There's some hardcore teething going on in Gavin's mouth right now. Mid morning he was on his back on the floor and when he opened his mouth I saw a bluish mark on his gums. It looked like he'd sucked on a blue marker, though I knew that wasn't possible because a) I know to keep such things out of his reach and b) his hand-eye coordination is good, but not that good. Surely there would have been marks on his cheeks and hands and chin and eyelids, etc.
"Lemme see that," I say, reaching toward his mouth.
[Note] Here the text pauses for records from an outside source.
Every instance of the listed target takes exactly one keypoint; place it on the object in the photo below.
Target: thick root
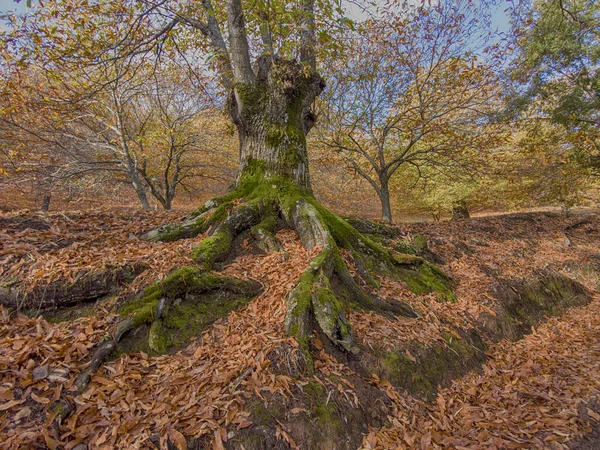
(179, 307)
(192, 225)
(313, 300)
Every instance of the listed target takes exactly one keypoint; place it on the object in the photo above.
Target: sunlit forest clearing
(299, 224)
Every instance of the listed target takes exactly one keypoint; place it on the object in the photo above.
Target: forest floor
(538, 388)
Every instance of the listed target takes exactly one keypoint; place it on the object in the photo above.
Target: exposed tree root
(161, 306)
(320, 300)
(86, 287)
(326, 290)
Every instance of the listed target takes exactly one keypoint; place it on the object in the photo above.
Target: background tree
(558, 70)
(140, 126)
(414, 91)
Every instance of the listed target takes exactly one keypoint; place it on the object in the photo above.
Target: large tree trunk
(273, 115)
(386, 208)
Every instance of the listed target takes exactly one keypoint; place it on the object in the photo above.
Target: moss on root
(191, 300)
(214, 248)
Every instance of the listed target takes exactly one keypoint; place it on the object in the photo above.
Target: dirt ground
(240, 384)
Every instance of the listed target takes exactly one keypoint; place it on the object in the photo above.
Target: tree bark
(460, 210)
(386, 208)
(273, 115)
(46, 202)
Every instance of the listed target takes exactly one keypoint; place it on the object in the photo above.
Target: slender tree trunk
(460, 210)
(141, 193)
This, of course, is his cue to clamp his mouth shut and refuse even a modicum of cooperation. "Dude, I need to look inside your mouth." After a bit of wrangling I see that there is, indeed, a purplish hue right where one of his top front teeth would be if he had top front teeth. "Does that hurt?" I ask, and then touch it because I am, you know, a doctor. He doesn't seem bothered by it and I make a mental note to Google "teething" during his nap.
But then I don't. I forget. I also run out of time. For one thing, it became increasingly obvious as the day went on that I am coming down with a cold (awesome!) and so I kind of veg out after I throw a load of laundry in and put the dishes away. And Gavin's first nap was piss-poor. He slept for almost an hour, not the heavenly two hours he needs and I desperately want. Alas.
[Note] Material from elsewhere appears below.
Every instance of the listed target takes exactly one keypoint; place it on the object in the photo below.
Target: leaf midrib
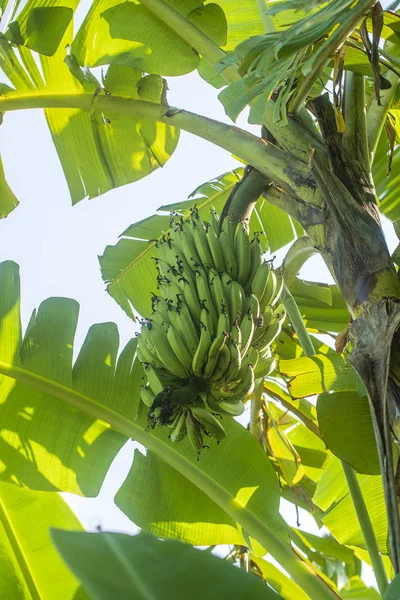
(18, 552)
(151, 246)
The hours between his first and second nap were long. He was cranky, never quite satisfied with his position or activity. There was a lot of carrying going on (and with Gavin clocking in at about 22 lbs. that's pretty much the equivalent of me doing prison chain gang labor). I hold out as long as I can for his next nap lest I put him to bed too early, but not before verifying that he probably has a gum hematoma (do not do a Google image search for this term) and his top front tooth and/or teeth are a-comin'. Poor Bear, I think. And then, Poor Stacy. He's already bitten her and all he's got are two bottom teeth. Soon he'll have a set of chompers to work in tandem on my poor wife's hoots. The plan is to breast feed him until he's a year old. We'll see if they make it (and I say "they" because I am not part of this equation or decision. It is in no way mine).
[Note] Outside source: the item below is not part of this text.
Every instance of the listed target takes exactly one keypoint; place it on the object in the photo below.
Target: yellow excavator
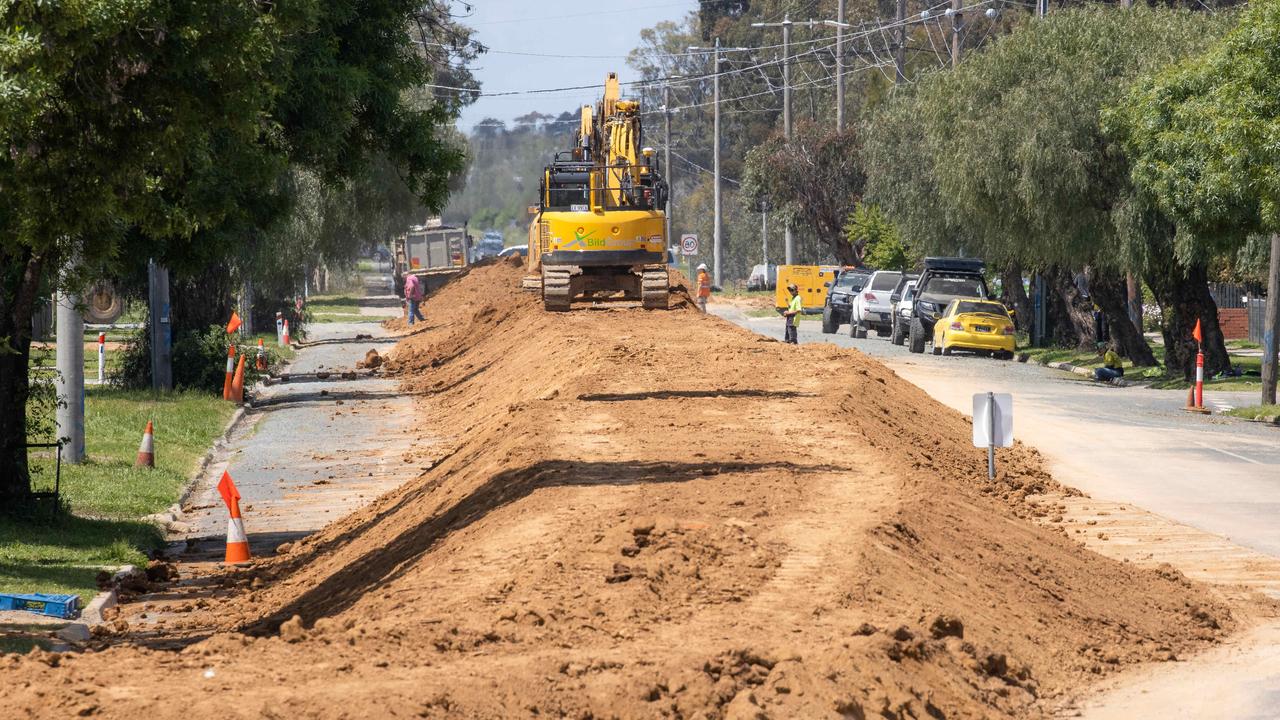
(598, 231)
One of the many activities we engaged in was a combination of Playing on the Floor With Toys and Listening to Mama D sing along with early Dionne Warwick (the Burt Bacharach stuff is her best. He really is the best pop music composer ever). Gavin is a good audience, for the most part, looking up occasionally when I do hand gestures and finger points along to the music or sing a particularly loud part. Mostly he's humoring me, but I don't really need more than that. It's slightly more gratifying than singing alone in my car, which is how I usually roll.
Stacy had to work late and so it was up to me to bathe the Bear tonight. Feeling, as I do, like my head is slowing expanding and my throat closing, I was less than enthusiastic about this. I was running out of energy and it takes coordination and alertness to clean a wet squirmy baby. Protocol around here is co-tubbing, which means getting in the tub with Gavin because no bath chair will hold him and he's too unstable to sit there himself. I'd been drinking a lot of liquids today and as soon as we got in the tub I felt a strong urge to pee. I am happy to report that I did not. Gavin peeing in the tub during a bath is one thing, his mom is another.
So sorry to hear you are sick! But very happy to hear that you did not pee on your child when bathing him.